Strength and limitations of the review and of included studies

Regarding limitations of the study, it is important to address that this review did not include non-English language studies or data published in non-article formats. This could have left out relevant literature. Although the exclusion of pilot studies and the inclusion of only one type of study design may have excluded relevant literature, the decision was made considering the vulnerability of the population and the importance of identifying potential evidence-based clinical practices. To ensure trustworthiness, two reviewers performed an independent selection of studies and quality assessment. These selection criteria taken together with a rigorous methodology constitute strengths of the current manuscript.

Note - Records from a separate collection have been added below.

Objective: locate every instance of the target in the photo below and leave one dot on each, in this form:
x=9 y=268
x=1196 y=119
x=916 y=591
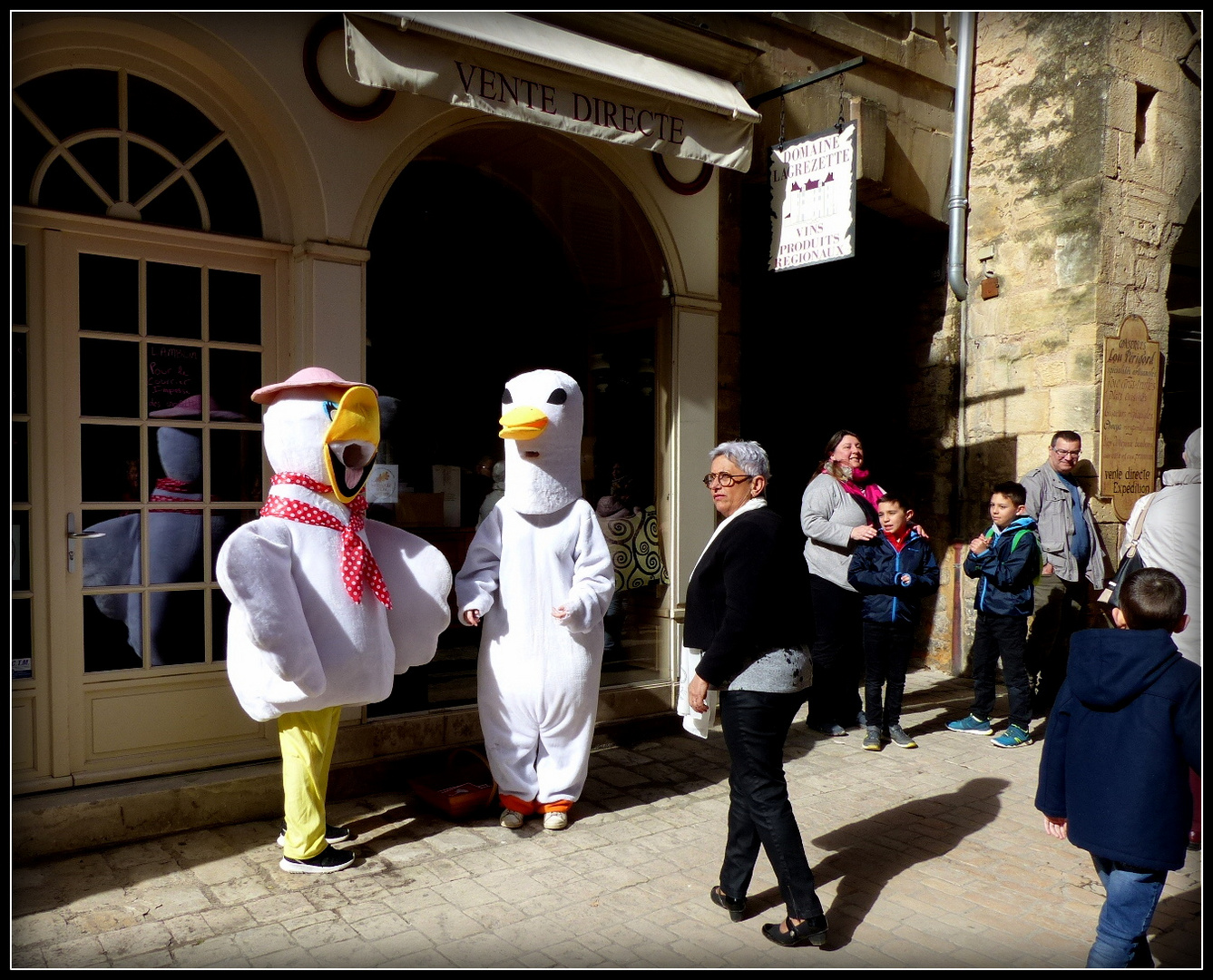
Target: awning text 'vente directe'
x=517 y=68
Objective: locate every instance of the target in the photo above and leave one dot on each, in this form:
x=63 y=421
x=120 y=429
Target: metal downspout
x=957 y=241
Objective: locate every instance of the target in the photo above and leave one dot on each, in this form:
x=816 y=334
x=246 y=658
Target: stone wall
x=1084 y=168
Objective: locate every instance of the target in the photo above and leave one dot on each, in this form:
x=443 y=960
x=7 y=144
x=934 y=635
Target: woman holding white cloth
x=745 y=612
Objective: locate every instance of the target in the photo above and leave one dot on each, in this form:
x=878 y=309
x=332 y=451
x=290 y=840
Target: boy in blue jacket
x=892 y=572
x=1123 y=732
x=1006 y=561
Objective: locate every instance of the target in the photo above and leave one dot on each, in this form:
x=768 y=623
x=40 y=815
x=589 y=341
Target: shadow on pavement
x=872 y=851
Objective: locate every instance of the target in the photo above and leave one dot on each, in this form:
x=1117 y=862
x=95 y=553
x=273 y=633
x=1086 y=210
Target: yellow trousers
x=306 y=739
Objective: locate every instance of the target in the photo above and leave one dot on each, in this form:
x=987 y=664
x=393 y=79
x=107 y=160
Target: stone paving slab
x=925 y=858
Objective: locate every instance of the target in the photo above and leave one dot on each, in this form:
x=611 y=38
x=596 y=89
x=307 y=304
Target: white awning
x=517 y=68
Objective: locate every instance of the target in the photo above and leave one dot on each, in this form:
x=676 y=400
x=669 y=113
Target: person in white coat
x=539 y=579
x=1170 y=536
x=327 y=606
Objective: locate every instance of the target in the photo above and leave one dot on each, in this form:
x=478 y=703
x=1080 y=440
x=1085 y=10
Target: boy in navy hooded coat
x=1123 y=732
x=1006 y=561
x=892 y=572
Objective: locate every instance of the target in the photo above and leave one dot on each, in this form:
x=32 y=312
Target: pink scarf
x=358 y=565
x=868 y=492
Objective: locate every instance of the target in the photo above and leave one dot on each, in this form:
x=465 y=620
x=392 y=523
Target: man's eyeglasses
x=726 y=479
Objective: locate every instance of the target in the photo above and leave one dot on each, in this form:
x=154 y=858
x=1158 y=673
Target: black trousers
x=887 y=648
x=1061 y=609
x=756 y=727
x=837 y=655
x=1001 y=637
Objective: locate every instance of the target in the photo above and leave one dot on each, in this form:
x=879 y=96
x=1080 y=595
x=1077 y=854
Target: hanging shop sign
x=813 y=199
x=515 y=68
x=1130 y=414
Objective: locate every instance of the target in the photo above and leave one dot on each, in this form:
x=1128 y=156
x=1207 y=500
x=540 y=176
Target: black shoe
x=735 y=907
x=330 y=859
x=809 y=933
x=331 y=835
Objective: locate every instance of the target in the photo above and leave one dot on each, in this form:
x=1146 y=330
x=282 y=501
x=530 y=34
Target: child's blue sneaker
x=1012 y=738
x=972 y=724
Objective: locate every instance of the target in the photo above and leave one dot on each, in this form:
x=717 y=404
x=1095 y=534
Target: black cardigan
x=748 y=594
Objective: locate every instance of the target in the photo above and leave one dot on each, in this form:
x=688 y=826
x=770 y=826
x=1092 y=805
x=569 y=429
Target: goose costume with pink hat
x=327 y=606
x=539 y=573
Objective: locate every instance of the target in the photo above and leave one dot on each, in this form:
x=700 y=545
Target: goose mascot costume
x=539 y=575
x=325 y=605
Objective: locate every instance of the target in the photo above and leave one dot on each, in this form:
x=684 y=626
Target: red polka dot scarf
x=358 y=564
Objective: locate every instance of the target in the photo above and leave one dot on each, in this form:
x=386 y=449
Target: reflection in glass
x=236 y=465
x=109 y=378
x=220 y=608
x=113 y=559
x=111 y=625
x=20 y=550
x=20 y=374
x=234 y=307
x=109 y=464
x=175 y=301
x=223 y=524
x=177 y=627
x=175 y=375
x=109 y=294
x=234 y=377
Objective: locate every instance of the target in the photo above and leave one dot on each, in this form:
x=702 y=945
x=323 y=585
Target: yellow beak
x=352 y=443
x=522 y=424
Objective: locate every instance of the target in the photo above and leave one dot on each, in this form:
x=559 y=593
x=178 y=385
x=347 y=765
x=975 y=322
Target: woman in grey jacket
x=837 y=512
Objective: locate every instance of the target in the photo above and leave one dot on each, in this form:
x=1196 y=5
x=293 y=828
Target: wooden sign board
x=1130 y=414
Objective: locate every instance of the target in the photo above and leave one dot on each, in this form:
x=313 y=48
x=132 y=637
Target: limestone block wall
x=1084 y=168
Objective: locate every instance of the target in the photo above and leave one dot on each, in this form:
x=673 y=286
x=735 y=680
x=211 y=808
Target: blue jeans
x=759 y=813
x=1133 y=894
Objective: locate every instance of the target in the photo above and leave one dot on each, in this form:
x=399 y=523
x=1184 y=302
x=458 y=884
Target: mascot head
x=541 y=418
x=320 y=425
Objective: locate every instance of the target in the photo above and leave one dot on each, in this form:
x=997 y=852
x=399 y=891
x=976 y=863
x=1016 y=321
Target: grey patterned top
x=778 y=672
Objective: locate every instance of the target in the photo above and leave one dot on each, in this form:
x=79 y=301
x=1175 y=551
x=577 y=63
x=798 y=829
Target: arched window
x=105 y=142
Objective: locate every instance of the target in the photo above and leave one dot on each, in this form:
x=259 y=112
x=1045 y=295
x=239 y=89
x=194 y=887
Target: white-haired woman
x=745 y=612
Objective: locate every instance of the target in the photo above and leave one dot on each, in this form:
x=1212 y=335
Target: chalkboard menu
x=1129 y=446
x=173 y=375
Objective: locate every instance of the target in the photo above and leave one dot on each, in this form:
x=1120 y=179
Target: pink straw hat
x=191 y=407
x=309 y=377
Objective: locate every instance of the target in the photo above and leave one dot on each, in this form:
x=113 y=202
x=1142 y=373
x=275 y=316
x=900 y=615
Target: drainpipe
x=957 y=204
x=957 y=227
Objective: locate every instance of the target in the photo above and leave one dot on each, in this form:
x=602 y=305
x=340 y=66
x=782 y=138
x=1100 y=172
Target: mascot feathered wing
x=539 y=573
x=325 y=605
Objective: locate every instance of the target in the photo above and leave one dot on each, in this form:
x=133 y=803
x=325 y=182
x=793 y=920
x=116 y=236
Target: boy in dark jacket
x=1123 y=732
x=892 y=572
x=1006 y=561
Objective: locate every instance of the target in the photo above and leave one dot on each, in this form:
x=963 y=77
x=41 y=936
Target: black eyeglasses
x=726 y=479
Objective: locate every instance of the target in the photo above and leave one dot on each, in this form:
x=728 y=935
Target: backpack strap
x=1014 y=543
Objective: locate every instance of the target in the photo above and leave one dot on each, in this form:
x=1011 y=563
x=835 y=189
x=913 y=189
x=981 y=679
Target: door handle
x=73 y=535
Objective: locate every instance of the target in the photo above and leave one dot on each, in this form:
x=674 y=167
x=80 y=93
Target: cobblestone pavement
x=927 y=858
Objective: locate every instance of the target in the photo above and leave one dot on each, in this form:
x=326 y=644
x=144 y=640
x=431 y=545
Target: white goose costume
x=540 y=552
x=325 y=605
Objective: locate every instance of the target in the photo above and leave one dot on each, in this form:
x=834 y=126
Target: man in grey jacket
x=1073 y=563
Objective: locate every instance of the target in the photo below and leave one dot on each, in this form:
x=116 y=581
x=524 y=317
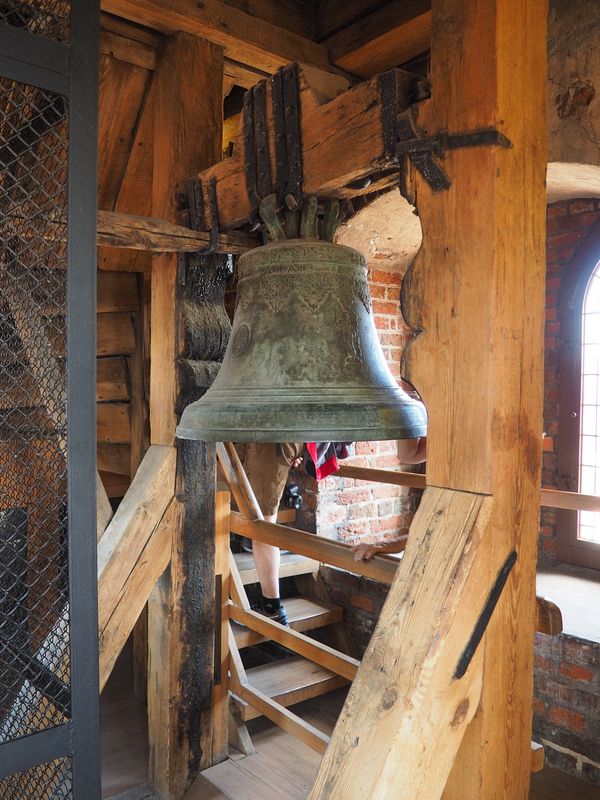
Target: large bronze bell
x=303 y=362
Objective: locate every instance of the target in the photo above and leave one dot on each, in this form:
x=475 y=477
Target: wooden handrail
x=551 y=498
x=380 y=567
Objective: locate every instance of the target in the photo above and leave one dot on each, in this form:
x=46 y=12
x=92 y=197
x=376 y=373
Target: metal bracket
x=257 y=165
x=422 y=150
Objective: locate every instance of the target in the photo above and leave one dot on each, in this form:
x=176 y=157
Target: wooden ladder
x=315 y=669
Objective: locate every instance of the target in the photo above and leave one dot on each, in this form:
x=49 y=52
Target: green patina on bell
x=303 y=362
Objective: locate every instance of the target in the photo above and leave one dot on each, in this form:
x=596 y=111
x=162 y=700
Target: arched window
x=578 y=540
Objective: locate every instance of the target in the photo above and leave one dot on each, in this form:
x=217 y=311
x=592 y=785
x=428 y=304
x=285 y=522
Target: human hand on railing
x=364 y=552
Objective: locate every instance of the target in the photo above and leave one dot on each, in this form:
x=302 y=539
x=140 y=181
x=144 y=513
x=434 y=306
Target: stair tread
x=289 y=681
x=291 y=564
x=304 y=614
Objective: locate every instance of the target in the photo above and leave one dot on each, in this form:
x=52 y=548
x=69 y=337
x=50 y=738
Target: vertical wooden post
x=187 y=138
x=477 y=292
x=220 y=737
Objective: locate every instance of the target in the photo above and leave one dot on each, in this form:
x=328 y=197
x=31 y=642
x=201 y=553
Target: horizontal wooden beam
x=388 y=37
x=244 y=37
x=345 y=144
x=154 y=235
x=551 y=498
x=281 y=716
x=318 y=652
x=379 y=568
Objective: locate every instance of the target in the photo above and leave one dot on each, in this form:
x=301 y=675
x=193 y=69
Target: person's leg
x=267 y=558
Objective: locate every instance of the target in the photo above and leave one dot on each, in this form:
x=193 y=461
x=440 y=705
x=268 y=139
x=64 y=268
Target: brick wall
x=568 y=225
x=353 y=510
x=566 y=706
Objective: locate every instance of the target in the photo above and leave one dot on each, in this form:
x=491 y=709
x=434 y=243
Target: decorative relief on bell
x=304 y=362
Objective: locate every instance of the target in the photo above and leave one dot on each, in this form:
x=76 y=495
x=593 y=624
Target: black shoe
x=276 y=613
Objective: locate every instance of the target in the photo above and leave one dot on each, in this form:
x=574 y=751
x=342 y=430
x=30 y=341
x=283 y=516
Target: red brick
x=360 y=601
x=389 y=278
x=366 y=448
x=576 y=673
x=539 y=709
x=567 y=718
x=354 y=529
x=363 y=511
x=577 y=206
x=384 y=307
x=350 y=496
x=392 y=523
x=545 y=664
x=558 y=209
x=383 y=323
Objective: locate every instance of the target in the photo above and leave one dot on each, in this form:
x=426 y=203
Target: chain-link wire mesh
x=51 y=781
x=34 y=620
x=49 y=18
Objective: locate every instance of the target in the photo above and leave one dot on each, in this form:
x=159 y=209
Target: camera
x=292 y=497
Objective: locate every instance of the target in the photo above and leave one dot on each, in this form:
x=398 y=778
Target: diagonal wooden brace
x=407 y=711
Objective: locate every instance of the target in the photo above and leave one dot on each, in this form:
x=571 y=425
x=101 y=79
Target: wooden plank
x=343 y=144
x=286 y=720
x=333 y=15
x=138 y=514
x=114 y=458
x=553 y=498
x=123 y=49
x=116 y=485
x=116 y=291
x=220 y=737
x=151 y=563
x=158 y=236
x=286 y=683
x=243 y=37
x=479 y=357
x=339 y=554
x=387 y=37
x=114 y=335
x=112 y=423
x=122 y=86
x=322 y=654
x=408 y=692
x=412 y=479
x=111 y=379
x=304 y=614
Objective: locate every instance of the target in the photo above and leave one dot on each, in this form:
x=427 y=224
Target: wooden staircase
x=287 y=681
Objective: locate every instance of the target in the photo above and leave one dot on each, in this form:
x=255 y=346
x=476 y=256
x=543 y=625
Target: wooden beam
x=338 y=554
x=152 y=561
x=327 y=657
x=345 y=141
x=414 y=691
x=388 y=37
x=138 y=515
x=479 y=356
x=243 y=36
x=188 y=87
x=159 y=236
x=281 y=716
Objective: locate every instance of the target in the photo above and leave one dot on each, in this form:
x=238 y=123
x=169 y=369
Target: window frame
x=572 y=293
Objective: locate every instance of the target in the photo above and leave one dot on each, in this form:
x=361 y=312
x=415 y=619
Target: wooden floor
x=282 y=768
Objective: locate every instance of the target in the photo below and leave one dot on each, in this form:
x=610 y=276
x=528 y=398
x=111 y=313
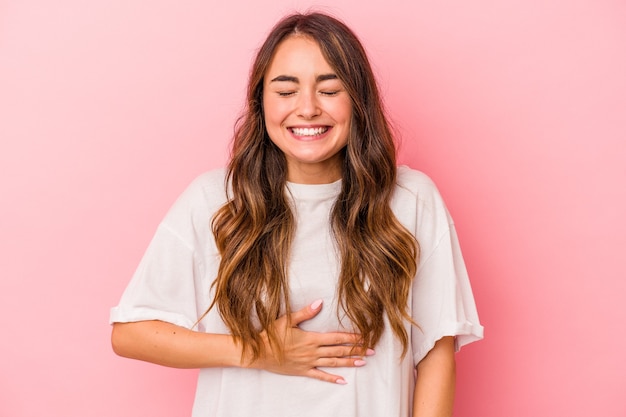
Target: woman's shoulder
x=414 y=181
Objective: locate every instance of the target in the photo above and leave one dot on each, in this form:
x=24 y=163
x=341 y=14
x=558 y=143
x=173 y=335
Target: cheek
x=274 y=112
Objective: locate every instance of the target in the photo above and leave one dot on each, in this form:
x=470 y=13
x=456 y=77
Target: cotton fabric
x=173 y=280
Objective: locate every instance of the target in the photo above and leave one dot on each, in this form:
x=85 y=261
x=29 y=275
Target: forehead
x=298 y=54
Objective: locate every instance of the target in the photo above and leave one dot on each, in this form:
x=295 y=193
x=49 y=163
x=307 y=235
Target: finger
x=306 y=313
x=342 y=351
x=340 y=362
x=339 y=338
x=325 y=376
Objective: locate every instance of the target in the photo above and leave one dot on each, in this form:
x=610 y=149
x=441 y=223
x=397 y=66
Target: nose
x=307 y=105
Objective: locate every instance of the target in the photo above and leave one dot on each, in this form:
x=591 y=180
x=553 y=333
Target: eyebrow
x=292 y=79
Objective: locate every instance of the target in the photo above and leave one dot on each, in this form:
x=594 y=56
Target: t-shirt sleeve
x=162 y=287
x=442 y=299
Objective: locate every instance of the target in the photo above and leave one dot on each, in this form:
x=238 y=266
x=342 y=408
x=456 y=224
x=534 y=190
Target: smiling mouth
x=308 y=131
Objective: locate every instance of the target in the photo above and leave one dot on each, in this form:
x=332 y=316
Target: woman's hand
x=304 y=352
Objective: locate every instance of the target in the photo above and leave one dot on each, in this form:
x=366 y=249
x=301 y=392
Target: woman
x=312 y=261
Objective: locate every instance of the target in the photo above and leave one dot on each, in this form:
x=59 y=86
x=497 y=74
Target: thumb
x=306 y=313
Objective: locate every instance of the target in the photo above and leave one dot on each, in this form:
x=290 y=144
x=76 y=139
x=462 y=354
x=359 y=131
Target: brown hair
x=254 y=229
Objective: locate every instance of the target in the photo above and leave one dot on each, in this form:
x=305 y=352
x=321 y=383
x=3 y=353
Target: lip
x=305 y=138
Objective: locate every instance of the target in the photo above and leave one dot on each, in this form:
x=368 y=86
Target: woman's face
x=307 y=111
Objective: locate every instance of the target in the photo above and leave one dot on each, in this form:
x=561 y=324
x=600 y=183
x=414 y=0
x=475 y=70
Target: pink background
x=516 y=108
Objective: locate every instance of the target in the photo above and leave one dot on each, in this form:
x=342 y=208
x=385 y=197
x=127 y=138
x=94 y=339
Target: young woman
x=312 y=277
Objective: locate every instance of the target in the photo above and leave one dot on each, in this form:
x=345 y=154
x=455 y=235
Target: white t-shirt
x=172 y=284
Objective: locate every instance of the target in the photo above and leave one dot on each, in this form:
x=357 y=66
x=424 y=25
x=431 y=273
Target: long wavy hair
x=255 y=228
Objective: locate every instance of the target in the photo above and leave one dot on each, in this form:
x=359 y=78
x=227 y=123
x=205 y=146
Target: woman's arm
x=170 y=345
x=436 y=378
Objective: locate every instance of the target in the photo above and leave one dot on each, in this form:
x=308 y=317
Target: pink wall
x=516 y=108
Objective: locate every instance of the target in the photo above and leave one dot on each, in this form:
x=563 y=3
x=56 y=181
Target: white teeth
x=308 y=131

It should be noted that setting up an early intervention study in a neonatal intensive care unit environment poses many methodological and ethical challenges, especially since the conductance of the study should not interfere with standard care. Blinding of nurses, for example, may not be possible for many of the proposed interventions, and inclusion rates may be very low. A source of bias is that early intervention studies in the NICU can be especially prone to be a “spillover” effect. Parents in the unit that were made aware of the research or that observe the administration of, for example, an auditory stimulation protocol, could be inclined to increase this type of interaction with their infant. If these parents participate in the study in the intervention or control arm, this may introduce significant bias. Authors should pay special attention to this issue together with the reporting of sensory interactions outside the assessed intervention. The inclusion of a report on parental interactions for the participants of the study, or a cluster randomization design—if possible/appropriate—could therefore be considered. Furthermore, detailed reporting on study setup, data collection, and analysis, as well as on the study population, are essential in lending reliability to results obtained. Especially, interventions should be detailed with care and, ideally, reporting guidelines will be developed and updated. These may also aid in standardizing procedures and, consequently, reducing at least some of the heterogeneity among studies on early intervention. Finally, by implementing multimodal neural and behavioral monitoring in the NICU (e.g., smart video motion tracking, safe dry electrode EEG systems, etc.), the mediating impact of interventions on neural and behavioral activity can be better studied. In the age of innovative safe biosensors and big data analysis, adding quantitative unobtrusive neurobehavioral monitoring could determine the mediating effect of the studied interventions to make the NICU of the future into an evidence-based neurodevelopmental care unit.

Conclusion

To our knowledge, this is the first systematic review of the effects of multiple modes of sensory-based interventions in the NICU on neonatal brain development after preterm birth. Although reviewed RCTs present initial evidence on the impact of these interventions for neonatal brain development, it is not yet possible to suggest clear guidelines for clinical practice. In line with previous studies, we agree that sensory-based interventions should always be introduced in combination with expert opinion, parental values, and detailed attention to infants’ behavior. Considering the known relevance of sensory experience and exposure in critical periods of development, further research in this field is warranted. Further RCTs of sensory-based interventions in the NICU, addressing the aforementioned methodological challenges, are needed for the design of evidence-based recommendations for clinical practitioners.